Ambientes de pausa e reflexão: Disponibilizar salas de silêncio, meditação, oração ou simples introspecção, respeitando a diversidade espiritual e emocional dos colaboradores.
Sentido coletivo de propósito: Ajudar cada colaborador a perceber como sua atuação contribui para a missão maior da organização. Isso fortalece o engajamento e o pertencimento.
Projetos com impacto social: Engajar equipes em ações que transcendam os muros da empresa e gerem transformação na sociedade, reforçando o valor do trabalho com propósito.
Valorização de histórias de superação: Compartilhar trajetórias inspiradoras dentro da própria organização, reforçando o poder do sentido e da resiliência no trabalho.
A espiritualidade no trabalho não tem como foco a criação de espaços de oração ou a permissão para práticas devocionais. Ela está presente na forma como se lidera, se escuta, se serve, se respeita e se constrói juntos. Quando o trabalho é vivido com valores que transcendem o utilitarismo, ele se transforma: deixa de ser apenas tarefa e se torna vocação.
Espiritualidade não é um “plus”, mas um pilar da saúde integral ao lado do físico, do mental e do social. No entanto, poucos ambientes laborais operam com essa consciência.
Ignorar essa dimensão é perpetuar um modelo fragmentado de SST, tecnicamente correto, mas espiritualmente empobrecido.

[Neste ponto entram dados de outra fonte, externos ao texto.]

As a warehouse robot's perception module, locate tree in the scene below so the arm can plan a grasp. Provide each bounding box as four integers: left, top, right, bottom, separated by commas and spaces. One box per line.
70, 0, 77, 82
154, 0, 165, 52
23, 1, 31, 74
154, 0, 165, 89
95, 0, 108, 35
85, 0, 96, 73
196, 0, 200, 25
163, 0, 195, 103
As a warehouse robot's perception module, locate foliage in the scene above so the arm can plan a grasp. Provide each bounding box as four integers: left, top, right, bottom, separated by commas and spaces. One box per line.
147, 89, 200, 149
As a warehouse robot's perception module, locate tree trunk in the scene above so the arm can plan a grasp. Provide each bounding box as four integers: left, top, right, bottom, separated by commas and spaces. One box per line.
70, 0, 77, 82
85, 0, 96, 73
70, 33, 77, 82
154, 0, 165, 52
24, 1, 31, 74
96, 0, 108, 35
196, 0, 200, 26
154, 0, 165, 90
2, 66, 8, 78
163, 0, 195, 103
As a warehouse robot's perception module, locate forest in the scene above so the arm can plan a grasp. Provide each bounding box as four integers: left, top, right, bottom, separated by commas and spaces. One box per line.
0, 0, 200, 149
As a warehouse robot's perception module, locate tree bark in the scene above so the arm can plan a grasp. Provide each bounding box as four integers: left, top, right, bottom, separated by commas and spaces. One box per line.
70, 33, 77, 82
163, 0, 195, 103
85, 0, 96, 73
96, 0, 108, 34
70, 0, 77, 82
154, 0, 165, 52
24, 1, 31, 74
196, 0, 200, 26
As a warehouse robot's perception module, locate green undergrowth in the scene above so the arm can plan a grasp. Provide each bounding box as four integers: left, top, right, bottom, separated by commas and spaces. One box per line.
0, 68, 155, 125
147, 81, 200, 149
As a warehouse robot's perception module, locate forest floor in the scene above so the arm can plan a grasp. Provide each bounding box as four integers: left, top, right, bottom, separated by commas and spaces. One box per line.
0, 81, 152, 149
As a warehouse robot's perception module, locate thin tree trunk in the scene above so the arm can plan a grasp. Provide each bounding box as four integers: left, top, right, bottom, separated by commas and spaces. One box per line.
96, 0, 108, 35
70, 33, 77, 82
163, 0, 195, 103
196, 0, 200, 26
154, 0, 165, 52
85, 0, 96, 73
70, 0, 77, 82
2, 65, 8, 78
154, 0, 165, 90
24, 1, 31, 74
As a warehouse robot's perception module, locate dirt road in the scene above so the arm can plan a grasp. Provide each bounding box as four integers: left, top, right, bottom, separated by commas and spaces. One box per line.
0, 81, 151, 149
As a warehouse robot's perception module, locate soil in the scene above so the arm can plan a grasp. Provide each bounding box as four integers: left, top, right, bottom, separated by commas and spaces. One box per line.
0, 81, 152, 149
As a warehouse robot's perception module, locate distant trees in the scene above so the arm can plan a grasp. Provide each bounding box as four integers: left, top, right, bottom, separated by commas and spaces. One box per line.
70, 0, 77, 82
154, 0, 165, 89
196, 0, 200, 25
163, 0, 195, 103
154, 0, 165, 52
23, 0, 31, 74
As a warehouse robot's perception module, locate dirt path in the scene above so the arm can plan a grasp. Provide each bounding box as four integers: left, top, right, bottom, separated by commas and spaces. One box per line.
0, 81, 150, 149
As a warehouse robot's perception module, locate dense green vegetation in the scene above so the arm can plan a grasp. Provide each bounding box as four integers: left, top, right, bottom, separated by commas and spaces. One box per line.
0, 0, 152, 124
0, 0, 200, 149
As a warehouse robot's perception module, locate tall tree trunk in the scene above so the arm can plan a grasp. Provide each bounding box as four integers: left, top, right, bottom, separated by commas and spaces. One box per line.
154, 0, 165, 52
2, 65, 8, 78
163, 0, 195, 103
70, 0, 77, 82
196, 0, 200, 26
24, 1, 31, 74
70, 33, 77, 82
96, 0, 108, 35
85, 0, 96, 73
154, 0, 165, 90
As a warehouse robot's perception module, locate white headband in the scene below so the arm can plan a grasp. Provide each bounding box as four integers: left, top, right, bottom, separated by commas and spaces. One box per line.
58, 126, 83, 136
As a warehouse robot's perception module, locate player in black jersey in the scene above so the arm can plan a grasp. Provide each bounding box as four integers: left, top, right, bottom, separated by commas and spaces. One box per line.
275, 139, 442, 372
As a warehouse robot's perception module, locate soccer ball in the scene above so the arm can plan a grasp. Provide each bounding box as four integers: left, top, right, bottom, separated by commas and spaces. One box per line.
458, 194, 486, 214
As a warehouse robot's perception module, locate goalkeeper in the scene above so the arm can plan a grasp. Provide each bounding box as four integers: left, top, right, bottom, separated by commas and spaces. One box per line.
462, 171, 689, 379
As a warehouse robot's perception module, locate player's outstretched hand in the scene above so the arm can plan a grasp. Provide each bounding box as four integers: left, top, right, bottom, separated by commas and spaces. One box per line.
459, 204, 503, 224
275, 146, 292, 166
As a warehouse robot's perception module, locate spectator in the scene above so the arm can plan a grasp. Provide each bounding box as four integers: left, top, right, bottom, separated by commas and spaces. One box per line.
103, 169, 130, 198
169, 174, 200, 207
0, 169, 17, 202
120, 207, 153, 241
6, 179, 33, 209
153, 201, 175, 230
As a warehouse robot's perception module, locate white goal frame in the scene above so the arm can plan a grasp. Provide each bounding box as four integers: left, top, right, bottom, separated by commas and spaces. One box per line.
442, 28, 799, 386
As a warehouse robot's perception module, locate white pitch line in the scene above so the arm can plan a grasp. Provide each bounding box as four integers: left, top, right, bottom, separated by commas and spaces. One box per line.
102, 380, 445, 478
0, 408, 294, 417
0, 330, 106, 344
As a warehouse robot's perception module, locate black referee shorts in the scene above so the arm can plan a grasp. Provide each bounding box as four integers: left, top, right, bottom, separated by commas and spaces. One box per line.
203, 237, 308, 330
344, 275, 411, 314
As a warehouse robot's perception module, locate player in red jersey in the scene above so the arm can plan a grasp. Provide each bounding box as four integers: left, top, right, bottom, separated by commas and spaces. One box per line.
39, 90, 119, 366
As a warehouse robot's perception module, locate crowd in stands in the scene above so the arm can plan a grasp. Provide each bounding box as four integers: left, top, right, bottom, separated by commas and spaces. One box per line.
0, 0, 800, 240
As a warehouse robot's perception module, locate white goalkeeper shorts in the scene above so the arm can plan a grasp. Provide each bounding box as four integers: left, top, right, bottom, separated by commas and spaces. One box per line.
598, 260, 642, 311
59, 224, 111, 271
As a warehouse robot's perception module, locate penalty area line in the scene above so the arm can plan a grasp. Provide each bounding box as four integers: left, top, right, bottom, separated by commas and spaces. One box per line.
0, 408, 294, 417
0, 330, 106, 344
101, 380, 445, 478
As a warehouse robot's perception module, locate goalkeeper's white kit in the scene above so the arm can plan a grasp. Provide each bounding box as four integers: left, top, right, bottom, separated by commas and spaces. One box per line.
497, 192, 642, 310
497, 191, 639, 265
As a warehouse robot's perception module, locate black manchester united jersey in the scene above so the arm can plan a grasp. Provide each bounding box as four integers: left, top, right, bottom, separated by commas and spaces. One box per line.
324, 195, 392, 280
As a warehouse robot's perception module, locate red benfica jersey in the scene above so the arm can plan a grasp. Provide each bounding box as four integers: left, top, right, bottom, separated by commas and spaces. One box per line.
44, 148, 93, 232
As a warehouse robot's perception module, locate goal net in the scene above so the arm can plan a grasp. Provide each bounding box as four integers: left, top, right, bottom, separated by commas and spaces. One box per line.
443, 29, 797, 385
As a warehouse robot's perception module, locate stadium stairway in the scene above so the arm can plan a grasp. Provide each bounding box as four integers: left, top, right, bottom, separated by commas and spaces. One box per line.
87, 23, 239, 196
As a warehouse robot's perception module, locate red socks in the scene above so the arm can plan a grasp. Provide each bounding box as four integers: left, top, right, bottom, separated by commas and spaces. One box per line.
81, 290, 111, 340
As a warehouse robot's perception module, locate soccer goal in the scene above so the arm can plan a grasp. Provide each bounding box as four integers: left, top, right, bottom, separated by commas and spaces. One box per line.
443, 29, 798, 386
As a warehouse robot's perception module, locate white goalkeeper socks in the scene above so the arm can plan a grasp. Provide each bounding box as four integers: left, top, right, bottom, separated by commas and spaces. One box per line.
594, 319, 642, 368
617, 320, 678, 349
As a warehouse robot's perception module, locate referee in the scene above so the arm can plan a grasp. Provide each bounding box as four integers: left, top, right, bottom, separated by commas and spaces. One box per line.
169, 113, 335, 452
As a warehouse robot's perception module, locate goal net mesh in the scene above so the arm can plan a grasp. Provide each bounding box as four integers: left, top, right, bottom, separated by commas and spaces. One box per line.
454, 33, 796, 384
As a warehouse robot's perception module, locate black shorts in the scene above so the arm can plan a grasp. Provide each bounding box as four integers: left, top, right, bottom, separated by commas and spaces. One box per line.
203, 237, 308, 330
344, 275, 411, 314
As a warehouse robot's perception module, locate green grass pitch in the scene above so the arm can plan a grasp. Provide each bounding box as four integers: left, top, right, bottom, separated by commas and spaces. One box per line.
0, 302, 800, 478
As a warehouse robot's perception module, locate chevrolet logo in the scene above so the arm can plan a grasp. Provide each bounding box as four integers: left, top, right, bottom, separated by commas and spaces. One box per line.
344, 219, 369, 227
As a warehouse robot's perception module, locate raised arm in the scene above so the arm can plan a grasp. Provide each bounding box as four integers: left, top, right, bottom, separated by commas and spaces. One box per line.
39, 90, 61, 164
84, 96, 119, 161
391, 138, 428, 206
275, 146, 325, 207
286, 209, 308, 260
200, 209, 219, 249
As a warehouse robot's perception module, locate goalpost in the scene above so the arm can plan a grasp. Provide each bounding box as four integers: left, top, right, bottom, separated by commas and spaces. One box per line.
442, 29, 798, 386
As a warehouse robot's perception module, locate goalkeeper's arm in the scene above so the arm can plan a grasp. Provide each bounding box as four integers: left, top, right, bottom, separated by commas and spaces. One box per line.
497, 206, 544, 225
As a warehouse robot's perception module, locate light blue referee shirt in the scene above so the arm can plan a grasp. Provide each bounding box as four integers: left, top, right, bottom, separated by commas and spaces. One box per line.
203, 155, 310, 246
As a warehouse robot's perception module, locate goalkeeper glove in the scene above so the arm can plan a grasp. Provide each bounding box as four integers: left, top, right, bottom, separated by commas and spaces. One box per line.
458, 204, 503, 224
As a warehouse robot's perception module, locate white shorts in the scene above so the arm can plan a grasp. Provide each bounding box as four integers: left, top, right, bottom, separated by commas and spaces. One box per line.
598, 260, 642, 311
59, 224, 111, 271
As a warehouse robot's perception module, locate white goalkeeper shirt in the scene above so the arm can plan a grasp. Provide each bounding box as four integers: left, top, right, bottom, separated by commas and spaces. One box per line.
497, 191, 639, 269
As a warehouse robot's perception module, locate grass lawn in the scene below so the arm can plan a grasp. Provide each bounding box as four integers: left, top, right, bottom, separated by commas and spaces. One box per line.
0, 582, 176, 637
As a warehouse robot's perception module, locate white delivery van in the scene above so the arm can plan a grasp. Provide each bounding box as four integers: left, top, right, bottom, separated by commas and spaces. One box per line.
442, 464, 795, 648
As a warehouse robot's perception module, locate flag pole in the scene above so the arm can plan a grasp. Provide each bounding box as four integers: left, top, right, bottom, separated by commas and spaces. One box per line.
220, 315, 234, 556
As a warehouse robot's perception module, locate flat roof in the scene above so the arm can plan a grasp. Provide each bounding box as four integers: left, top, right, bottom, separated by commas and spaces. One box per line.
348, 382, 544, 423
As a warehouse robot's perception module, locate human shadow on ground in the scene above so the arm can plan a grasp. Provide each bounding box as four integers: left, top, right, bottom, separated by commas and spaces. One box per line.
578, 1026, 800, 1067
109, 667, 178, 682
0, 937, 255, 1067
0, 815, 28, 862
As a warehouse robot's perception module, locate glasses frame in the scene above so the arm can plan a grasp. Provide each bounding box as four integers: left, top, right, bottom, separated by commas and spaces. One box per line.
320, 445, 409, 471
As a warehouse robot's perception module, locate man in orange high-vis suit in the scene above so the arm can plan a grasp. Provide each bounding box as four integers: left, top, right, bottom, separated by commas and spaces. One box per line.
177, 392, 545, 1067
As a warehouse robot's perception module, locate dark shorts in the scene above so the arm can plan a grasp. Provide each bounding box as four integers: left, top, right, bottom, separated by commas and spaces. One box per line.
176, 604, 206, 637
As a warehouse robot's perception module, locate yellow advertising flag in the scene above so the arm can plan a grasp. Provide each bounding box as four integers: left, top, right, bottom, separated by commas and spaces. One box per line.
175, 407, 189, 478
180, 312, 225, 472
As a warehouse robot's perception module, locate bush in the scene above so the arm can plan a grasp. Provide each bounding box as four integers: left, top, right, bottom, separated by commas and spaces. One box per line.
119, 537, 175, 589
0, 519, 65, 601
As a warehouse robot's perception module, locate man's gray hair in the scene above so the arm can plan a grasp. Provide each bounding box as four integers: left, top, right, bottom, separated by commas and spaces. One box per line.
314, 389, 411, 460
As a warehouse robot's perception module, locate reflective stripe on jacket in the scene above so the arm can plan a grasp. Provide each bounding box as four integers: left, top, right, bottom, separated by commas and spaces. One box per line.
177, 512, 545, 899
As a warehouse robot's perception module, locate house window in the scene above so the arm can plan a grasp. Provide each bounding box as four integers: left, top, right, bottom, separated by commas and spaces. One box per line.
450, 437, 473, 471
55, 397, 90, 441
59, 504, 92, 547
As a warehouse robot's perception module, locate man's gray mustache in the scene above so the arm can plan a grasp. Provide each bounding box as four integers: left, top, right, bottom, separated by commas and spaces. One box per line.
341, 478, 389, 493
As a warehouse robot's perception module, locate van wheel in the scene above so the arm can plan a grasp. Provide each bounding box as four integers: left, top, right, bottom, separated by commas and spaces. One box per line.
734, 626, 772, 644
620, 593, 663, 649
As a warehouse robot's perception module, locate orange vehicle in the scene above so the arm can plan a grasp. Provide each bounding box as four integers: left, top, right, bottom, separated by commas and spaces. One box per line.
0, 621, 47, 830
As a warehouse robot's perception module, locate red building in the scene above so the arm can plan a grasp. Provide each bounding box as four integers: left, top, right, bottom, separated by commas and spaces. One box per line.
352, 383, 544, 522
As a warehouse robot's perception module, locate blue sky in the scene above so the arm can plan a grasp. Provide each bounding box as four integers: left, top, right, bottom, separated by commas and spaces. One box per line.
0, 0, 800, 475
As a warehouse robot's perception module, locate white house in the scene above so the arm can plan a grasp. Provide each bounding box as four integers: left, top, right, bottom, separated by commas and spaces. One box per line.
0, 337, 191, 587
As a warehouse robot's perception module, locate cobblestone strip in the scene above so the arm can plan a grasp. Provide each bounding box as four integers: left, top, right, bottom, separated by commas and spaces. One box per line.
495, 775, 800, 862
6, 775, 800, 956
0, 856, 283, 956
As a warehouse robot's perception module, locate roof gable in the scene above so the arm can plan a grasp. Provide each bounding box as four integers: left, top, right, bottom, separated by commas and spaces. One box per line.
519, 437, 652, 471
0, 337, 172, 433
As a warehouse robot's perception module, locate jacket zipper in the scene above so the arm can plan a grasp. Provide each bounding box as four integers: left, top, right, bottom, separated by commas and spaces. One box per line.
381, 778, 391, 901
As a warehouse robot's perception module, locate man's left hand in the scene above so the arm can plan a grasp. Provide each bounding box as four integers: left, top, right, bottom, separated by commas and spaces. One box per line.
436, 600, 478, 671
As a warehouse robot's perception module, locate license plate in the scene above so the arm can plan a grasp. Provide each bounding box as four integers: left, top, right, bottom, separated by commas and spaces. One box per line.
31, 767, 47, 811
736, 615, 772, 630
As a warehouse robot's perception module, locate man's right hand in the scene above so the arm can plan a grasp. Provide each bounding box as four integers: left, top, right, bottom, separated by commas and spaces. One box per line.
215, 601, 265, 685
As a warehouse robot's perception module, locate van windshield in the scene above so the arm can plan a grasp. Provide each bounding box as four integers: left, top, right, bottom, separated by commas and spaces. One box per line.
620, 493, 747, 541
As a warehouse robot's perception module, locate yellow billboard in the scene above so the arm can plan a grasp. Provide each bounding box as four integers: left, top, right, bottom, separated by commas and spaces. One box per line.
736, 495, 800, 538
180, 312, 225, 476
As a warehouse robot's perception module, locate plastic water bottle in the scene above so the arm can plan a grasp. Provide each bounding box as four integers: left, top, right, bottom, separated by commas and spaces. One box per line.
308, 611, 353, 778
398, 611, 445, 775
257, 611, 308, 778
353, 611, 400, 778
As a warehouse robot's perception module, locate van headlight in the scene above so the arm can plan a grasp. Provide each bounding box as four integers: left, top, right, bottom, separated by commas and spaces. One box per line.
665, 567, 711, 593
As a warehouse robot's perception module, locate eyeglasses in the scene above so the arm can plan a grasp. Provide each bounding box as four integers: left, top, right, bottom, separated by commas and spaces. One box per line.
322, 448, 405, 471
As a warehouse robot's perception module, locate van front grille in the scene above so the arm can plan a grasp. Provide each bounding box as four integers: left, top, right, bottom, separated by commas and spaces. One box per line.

A espiritualidade no trabalho não é apenas necessária. É urgente.
Referências:
Silva Filho, A. L. A., & Ferreira, M. C. (2015). O impacto da espiritualidade no trabalho sobre o bem-estar laboral. Psicologia: ciência e profissão, 35(4), 1171-1187.
Silva, R. R. D., & Siqueira, D. (2009). Espiritualidade, religião e trabalho no contexto organizacional. Psicologia em Estudo, 14, 557-564.
Regos, A., Cunha, M. P., & Souto, S. (2008). Espiritualidade nas organizações e comprometimento organizacional. RAE eletrônica, 6.
Khatib, A. S. E. (2024). Espiritualidade no ambiente de trabalho em tempos de pandemia de covid-19: um estudo de caso múltiplo sob a ótica dos gestores de RH brasileiros. Revista Contemporânea, 4(1), 311–342.